Vertigo, although narrated from the male position, is not of course an endorsement of it: from the moment at which identification is interrupted (Kim Novak's flashback), it becomes a devastating critique of the male obsession with total domination and possession known in our culture as "romantic love." Vertigo is built upon our identification with the male gaze, its assumption of dominating/controlling the action, and the gradual recognition that it controls nothing, that the illusion of control is a product of the (culturally constructed) male ego. In the comic mode, the critique offered by The Lady Eve is scarcely less devastating. Here Jean/Stanwyck has control of the gaze from the outset, literally holding Fonda's image and actions (unbeknownst to him) in the palm of her hand—reflected in the mirror of her compact. And she is permitted to retain this control throughout most of the film, losing it temporarily only at the turning-point (her exposure as a professional cardsharp) and triumphantly regaining it in her masquerade as "the Lady Eve." Cukor's original version of Two-Faced Woman (which should now be made generally available for reassessment—prints exist) offers very close parallels, the whole point of the bowdlerized version (after the film's condemnation by the Catholic Legion of Decency) being that it restores control to the male, thereby ruining the whole conception at a blow.
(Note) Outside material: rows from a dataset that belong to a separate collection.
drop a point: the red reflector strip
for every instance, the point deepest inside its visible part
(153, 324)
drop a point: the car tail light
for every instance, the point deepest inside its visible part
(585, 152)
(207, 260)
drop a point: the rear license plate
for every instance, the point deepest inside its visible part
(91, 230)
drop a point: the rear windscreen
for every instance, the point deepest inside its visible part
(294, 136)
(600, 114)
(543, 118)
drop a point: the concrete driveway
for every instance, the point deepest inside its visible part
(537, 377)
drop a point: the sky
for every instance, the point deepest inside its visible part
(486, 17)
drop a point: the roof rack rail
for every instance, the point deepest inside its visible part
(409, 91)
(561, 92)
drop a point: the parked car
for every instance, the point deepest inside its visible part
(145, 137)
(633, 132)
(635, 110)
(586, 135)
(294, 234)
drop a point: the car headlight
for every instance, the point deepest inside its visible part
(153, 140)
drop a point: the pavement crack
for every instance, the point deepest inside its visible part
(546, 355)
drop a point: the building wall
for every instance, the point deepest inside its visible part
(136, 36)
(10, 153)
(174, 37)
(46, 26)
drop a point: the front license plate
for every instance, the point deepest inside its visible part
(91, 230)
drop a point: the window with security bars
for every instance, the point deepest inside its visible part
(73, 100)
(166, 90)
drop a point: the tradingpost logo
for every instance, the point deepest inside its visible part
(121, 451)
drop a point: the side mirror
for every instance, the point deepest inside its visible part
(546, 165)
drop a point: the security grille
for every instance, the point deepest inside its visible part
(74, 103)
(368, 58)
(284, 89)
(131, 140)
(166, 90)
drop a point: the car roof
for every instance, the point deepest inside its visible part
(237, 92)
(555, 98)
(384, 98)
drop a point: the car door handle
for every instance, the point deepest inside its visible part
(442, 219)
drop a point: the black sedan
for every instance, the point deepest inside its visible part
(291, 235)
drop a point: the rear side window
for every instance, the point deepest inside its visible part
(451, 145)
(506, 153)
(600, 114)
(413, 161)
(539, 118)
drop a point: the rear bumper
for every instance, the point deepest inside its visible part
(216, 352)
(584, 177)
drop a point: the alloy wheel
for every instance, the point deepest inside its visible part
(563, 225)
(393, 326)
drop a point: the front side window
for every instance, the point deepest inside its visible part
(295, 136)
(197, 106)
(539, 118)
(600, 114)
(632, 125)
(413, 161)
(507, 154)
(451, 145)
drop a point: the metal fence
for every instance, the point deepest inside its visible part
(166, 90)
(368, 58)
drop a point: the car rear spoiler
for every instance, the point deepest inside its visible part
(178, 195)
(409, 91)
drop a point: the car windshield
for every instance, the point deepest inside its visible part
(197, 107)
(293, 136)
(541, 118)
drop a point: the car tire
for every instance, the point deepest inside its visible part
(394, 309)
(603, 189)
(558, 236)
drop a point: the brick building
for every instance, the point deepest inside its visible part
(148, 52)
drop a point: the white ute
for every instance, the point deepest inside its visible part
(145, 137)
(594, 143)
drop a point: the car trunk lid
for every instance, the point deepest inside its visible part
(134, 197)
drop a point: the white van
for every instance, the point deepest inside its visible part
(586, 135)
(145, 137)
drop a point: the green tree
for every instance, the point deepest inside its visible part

Sturges's use of star personas/personalities is masterly. Stanwyck's combination of streetwise toughness (she was often cast in proletarian roles) and a capacity for intense suffering—a combination central to her distinguished career in the woman's melodrama—adds depth to her superb comic timing. Fonda's image, developed especially by Ford in Young Mr. Lincoln and Drums Along the Mohawk, compounded of innocence, naiveté and idealism, is here subjected to astringent revision. The "innocence" prevents him from recognizing the sincerity of Jean's feelings, and is shown to be inseparable from an assumption of gender and class superiority, so that we register his chastisement at the hands of "Eve" as at once a just revenge and the necessary prerequisite for his final acceptance of the "real" Jean.